The free theme continues at the Enoch Pratt Free Library — it’s the country’s first no-fee lending library, and its Central Branch — with its magnificent Edgar Allan Poe Room dedicated to the author’s priceless artifacts — is located on Cathedral Street. The Pratt, as it’s known, hosts literally hundreds of free book talks, film screenings, and mindfulness and wellness events each year.
If history’s your thing, the Maryland Center for History and Culture will appeal with the original manuscript of the Star-Spangled Banner on display; Francis Scott Key wrote it just down the block at what is now the Kimpton Hotel Monaco.
As for theater and music, Mount Vernon shines here, too. You can catch a play at Center Stage; most of its cast performs here part-time — and the rest on Broadway. Past the Belvedere Hotel’s distinctive mansard roof, you’ll find the acoustically perfect Joseph Meyerhoff Hall, where the Baltimore Symphony Orchestra performs. Its Classical Revolution collective organizes inventive performances at local pubs like The Crown and Liam Flynns; better still, they’re free.
Fitness options abound in Mount Vernon; try a Pilates or Barre class at Bikram Yoga Wellness, or align your aura at Emerald Yoga. MV Fitness’ training facility is actually an old brownstone, replete with chandeliers, while the massive Merritt Downtown Athletic Club was once a railway freight station.
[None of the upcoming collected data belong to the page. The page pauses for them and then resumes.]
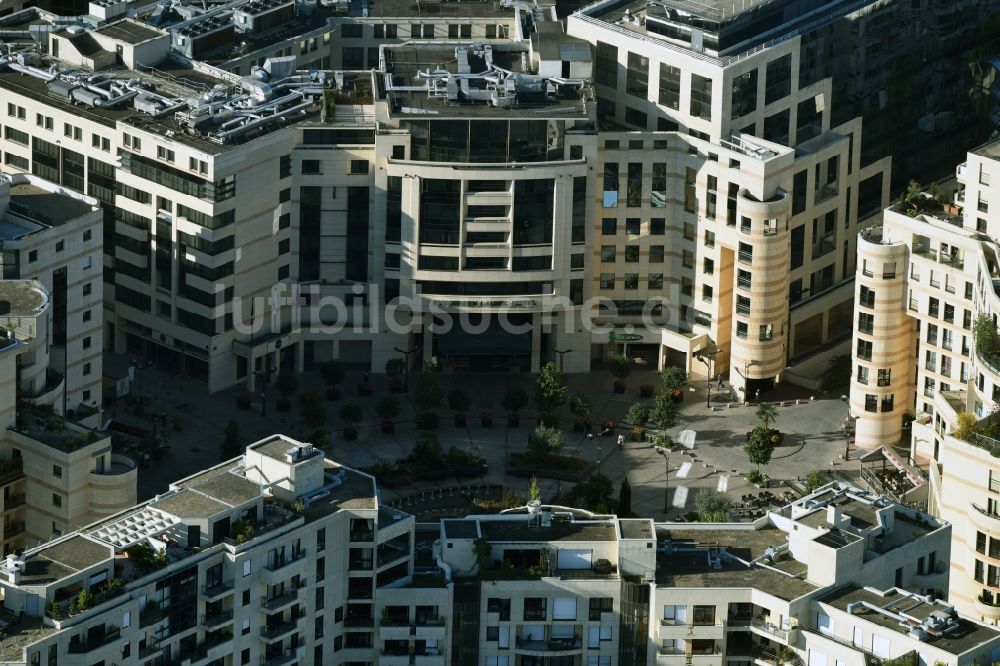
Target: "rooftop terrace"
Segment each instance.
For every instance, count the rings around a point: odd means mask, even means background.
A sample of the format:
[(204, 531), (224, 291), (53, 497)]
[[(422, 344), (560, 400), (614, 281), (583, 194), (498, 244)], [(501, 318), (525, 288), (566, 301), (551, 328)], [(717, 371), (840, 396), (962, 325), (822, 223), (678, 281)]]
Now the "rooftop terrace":
[(17, 423), (11, 430), (63, 453), (73, 453), (102, 439), (100, 433), (90, 428), (31, 407), (18, 410)]
[[(805, 574), (806, 565), (780, 554), (780, 549), (786, 545), (786, 535), (781, 530), (770, 527), (759, 530), (671, 529), (659, 532), (659, 536), (658, 585), (755, 587), (786, 600), (818, 589), (796, 577)], [(777, 549), (779, 553), (768, 564), (769, 568), (749, 564), (763, 557), (768, 549)]]
[[(950, 614), (951, 612), (951, 606), (938, 601), (928, 602), (924, 597), (919, 595), (889, 590), (883, 596), (872, 589), (854, 585), (839, 588), (821, 597), (820, 601), (842, 611), (848, 611), (851, 604), (856, 604), (856, 602), (868, 602), (875, 606), (888, 607), (890, 612), (903, 615), (908, 618), (909, 622), (903, 625), (897, 618), (891, 615), (876, 612), (860, 604), (857, 604), (853, 608), (852, 614), (855, 617), (863, 618), (881, 627), (900, 633), (907, 633), (911, 628), (919, 626), (931, 613)], [(997, 638), (997, 630), (994, 627), (987, 627), (965, 619), (956, 619), (959, 625), (956, 631), (947, 635), (932, 636), (928, 641), (928, 645), (933, 645), (951, 654), (960, 655)]]
[(0, 280), (0, 315), (37, 317), (48, 304), (49, 295), (34, 280)]

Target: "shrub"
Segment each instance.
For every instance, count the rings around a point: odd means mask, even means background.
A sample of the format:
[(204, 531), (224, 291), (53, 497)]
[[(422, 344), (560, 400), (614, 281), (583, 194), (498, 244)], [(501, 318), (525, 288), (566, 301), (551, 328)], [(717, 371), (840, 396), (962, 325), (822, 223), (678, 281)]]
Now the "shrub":
[(401, 375), (406, 372), (406, 359), (390, 358), (385, 362), (385, 374)]
[(528, 450), (535, 453), (558, 454), (566, 446), (566, 433), (544, 425), (535, 426), (528, 435)]
[(326, 405), (319, 393), (303, 393), (299, 400), (302, 421), (309, 428), (320, 428), (326, 424)]
[(424, 365), (417, 378), (413, 402), (421, 412), (432, 412), (441, 406), (444, 394), (438, 383), (437, 372), (429, 363)]
[(687, 383), (687, 373), (684, 372), (683, 368), (672, 365), (663, 369), (663, 372), (660, 374), (660, 380), (663, 382), (664, 391), (673, 391)]
[(323, 448), (325, 446), (329, 446), (330, 444), (330, 433), (325, 430), (316, 430), (310, 433), (309, 437), (306, 438), (306, 441), (318, 446), (319, 448)]
[(976, 417), (970, 412), (958, 413), (958, 425), (955, 427), (955, 437), (968, 441), (976, 431)]
[(694, 498), (698, 517), (705, 523), (722, 523), (729, 519), (733, 504), (726, 493), (710, 488), (702, 488)]
[(535, 380), (535, 407), (551, 414), (566, 402), (566, 383), (554, 363), (546, 363)]
[(278, 398), (275, 403), (275, 409), (279, 412), (290, 412), (292, 410), (292, 401), (288, 398)]
[(826, 477), (823, 476), (823, 472), (818, 469), (814, 469), (809, 472), (806, 477), (806, 494), (809, 494), (826, 483)]
[(632, 359), (625, 354), (615, 354), (608, 361), (608, 369), (612, 376), (624, 380), (632, 372)]
[(299, 380), (295, 377), (295, 373), (282, 370), (274, 380), (274, 387), (278, 389), (278, 393), (287, 398), (299, 389)]
[(361, 410), (361, 406), (352, 402), (349, 402), (341, 407), (339, 414), (340, 420), (348, 425), (360, 423), (361, 419), (364, 417), (364, 412)]
[(528, 394), (519, 388), (509, 388), (504, 391), (503, 400), (500, 403), (508, 412), (517, 412), (528, 404)]
[(569, 399), (569, 411), (574, 416), (586, 419), (590, 416), (590, 409), (590, 398), (581, 393), (577, 393)]
[(628, 408), (626, 420), (634, 426), (645, 425), (649, 420), (649, 406), (645, 403), (637, 402)]
[(250, 394), (240, 393), (236, 396), (236, 407), (238, 409), (250, 409)]
[(387, 395), (375, 403), (375, 413), (383, 420), (391, 420), (399, 416), (399, 399)]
Further west in Downtown, there is a dog park in Howard’s Park.
The Johns Hopkins University’s Peabody Institute and the University of Baltimore are located in Mount Vernon, which explains why so many students live here. Other notable institutions are just a bus ride away. In fact, Johns Hopkins University operates a free shuttle between its Mount Vernon and Homewood campuses.